As another illustration, it was interesting to see in the o3-mini system card that despite OpenAI models being able to pass OpenAI research engineer interviews with 93% accuracy…
…the models still were not skilled at replicating pull request contributions by OpenAI employees:
Implications
The rapid progress in competitive programming capabilities has several important implications:
The jump from top 1M to top 50 in competitive programming on CodeForces happened faster than many experts predicted, suggesting we may need to revise timeline estimates for other AI capabilities.
If AI becomes able to replace or notably augment human software engineers that could create a feedback loop where AI could accelerate the development of future AI systems. This could make AI timelines even shorter.
Significant uncertainty remains about how quickly these capabilities will develop. While OpenAI's progress is impressive, it is hard to extrapolate from CodeForces performance to real-world software development capabilities. The gap between solving well-defined algorithmic puzzles and managing complex software projects remains substantial.
While AI excels at well-defined, time-limited programming tasks, it still struggles with longer-term software development challenges. This suggests that near-term risks from AI systems currently come not from complete automation, but from augmentation of existing capabilities. This has ramifications for everything from software infrastructure development to cybersecurity.
The trajectory of AI progress in competitive programming offers both a warning and a reality check. While the pace of improvement has been remarkable, limitations in areas requiring longer-term reasoning and system design suggest we're still in a transition period. This gives policymakers and organizations time to adapt, but that window may be shorter than previously assumed.

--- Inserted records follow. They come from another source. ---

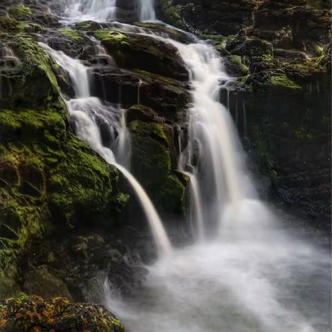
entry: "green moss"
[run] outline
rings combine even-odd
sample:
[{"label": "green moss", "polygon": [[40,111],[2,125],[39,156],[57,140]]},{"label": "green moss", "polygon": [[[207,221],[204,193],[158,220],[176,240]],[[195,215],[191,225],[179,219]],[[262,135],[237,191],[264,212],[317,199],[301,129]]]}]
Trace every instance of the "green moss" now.
[{"label": "green moss", "polygon": [[83,37],[82,36],[81,33],[76,30],[73,30],[69,28],[60,28],[59,32],[64,36],[68,37],[71,39],[74,40],[75,42],[82,42]]},{"label": "green moss", "polygon": [[237,68],[241,75],[248,74],[249,68],[242,63],[242,59],[239,55],[229,55],[227,59]]},{"label": "green moss", "polygon": [[0,111],[2,139],[42,140],[56,143],[66,135],[64,114],[54,111],[19,109]]},{"label": "green moss", "polygon": [[33,14],[31,8],[29,7],[26,7],[24,5],[12,6],[9,8],[8,12],[10,13],[10,15],[18,17],[20,17],[24,15],[31,15]]},{"label": "green moss", "polygon": [[42,47],[26,33],[15,37],[6,35],[3,41],[14,50],[19,64],[14,68],[4,68],[0,73],[3,89],[0,102],[9,107],[37,107],[59,99],[59,89],[55,75],[58,66]]},{"label": "green moss", "polygon": [[130,122],[129,129],[134,133],[151,137],[168,145],[167,138],[161,124],[135,120]]},{"label": "green moss", "polygon": [[289,79],[286,75],[275,75],[270,77],[272,86],[278,88],[284,88],[293,91],[301,91],[302,87]]},{"label": "green moss", "polygon": [[185,26],[182,19],[182,6],[174,5],[170,0],[160,1],[160,11],[163,20],[178,28],[185,29]]},{"label": "green moss", "polygon": [[19,30],[22,33],[38,33],[44,30],[44,26],[37,23],[21,22]]},{"label": "green moss", "polygon": [[187,210],[187,187],[175,176],[169,176],[151,194],[159,210],[167,213],[185,215]]},{"label": "green moss", "polygon": [[275,169],[275,160],[271,154],[271,143],[268,134],[264,133],[258,125],[250,129],[252,142],[259,157],[261,169],[270,177],[273,185],[276,184],[277,174]]},{"label": "green moss", "polygon": [[127,44],[127,37],[125,34],[121,33],[118,31],[111,31],[107,30],[100,30],[95,31],[93,33],[95,38],[102,42],[105,42],[107,44],[116,46],[122,43]]}]

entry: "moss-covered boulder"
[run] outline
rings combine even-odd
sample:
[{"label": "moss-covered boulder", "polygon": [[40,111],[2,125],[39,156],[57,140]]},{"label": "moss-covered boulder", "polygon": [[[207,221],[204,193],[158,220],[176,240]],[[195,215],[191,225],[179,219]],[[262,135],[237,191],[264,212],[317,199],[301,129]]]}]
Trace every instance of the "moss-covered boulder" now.
[{"label": "moss-covered boulder", "polygon": [[124,329],[101,306],[72,304],[62,297],[45,301],[32,296],[0,302],[0,331],[123,332]]},{"label": "moss-covered boulder", "polygon": [[57,66],[30,37],[5,35],[0,42],[0,107],[36,107],[59,99]]},{"label": "moss-covered boulder", "polygon": [[118,170],[72,133],[57,66],[26,34],[6,34],[1,43],[0,297],[5,297],[21,290],[20,264],[37,243],[93,226],[110,229],[128,196],[118,189]]},{"label": "moss-covered boulder", "polygon": [[174,170],[172,127],[160,118],[157,120],[149,109],[136,106],[128,112],[133,174],[143,184],[159,211],[184,216],[189,179]]},{"label": "moss-covered boulder", "polygon": [[136,68],[185,80],[188,72],[177,49],[149,36],[111,30],[97,30],[101,41],[120,67]]}]

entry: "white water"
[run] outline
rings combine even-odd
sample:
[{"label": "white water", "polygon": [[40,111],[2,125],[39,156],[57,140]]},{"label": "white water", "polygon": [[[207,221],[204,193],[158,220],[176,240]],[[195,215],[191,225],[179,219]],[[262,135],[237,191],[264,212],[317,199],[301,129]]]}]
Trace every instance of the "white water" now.
[{"label": "white water", "polygon": [[73,21],[112,21],[116,18],[116,0],[71,0],[67,15]]},{"label": "white water", "polygon": [[[147,266],[132,298],[118,298],[105,283],[105,304],[128,332],[329,331],[329,257],[288,234],[256,199],[232,118],[218,102],[230,80],[221,59],[203,43],[165,42],[178,48],[191,73],[190,142],[180,166],[193,179],[192,212],[205,239]],[[83,139],[103,147],[91,128]]]},{"label": "white water", "polygon": [[229,110],[219,102],[231,80],[222,59],[203,42],[164,42],[190,72],[180,169],[192,178],[192,213],[205,239],[147,266],[143,287],[127,301],[106,282],[106,305],[129,332],[329,331],[329,255],[289,235],[257,199]]},{"label": "white water", "polygon": [[105,147],[98,124],[104,123],[109,133],[115,140],[118,133],[120,154],[126,154],[128,131],[122,114],[117,114],[116,109],[104,105],[98,98],[91,97],[89,68],[76,59],[73,59],[62,51],[56,51],[47,45],[41,46],[52,56],[56,62],[69,75],[75,91],[76,98],[67,100],[71,118],[74,121],[76,135],[86,142],[107,163],[116,166],[131,185],[143,210],[158,248],[162,254],[169,253],[172,246],[166,231],[154,205],[142,187],[123,166],[117,163],[112,149]]},{"label": "white water", "polygon": [[156,21],[154,0],[138,0],[140,21]]}]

Further understanding of both the capabilities and limitations of current systems is crucial for making informed decisions about AI policy and investment.
What do you think of the benchmarks SWE-bench or SWE-bench verified for tracking real world software engineering skill? Those scores are rising, but I'm not sure how easy it is to game them.
Has anyone ever tested AI programming at tasks that require numerical analysis? Example: systems of nonlinear differential equations, in which the number of iterations need to be limited as a function of how quickly results begin diverging, or whether convergence is rooted in reality?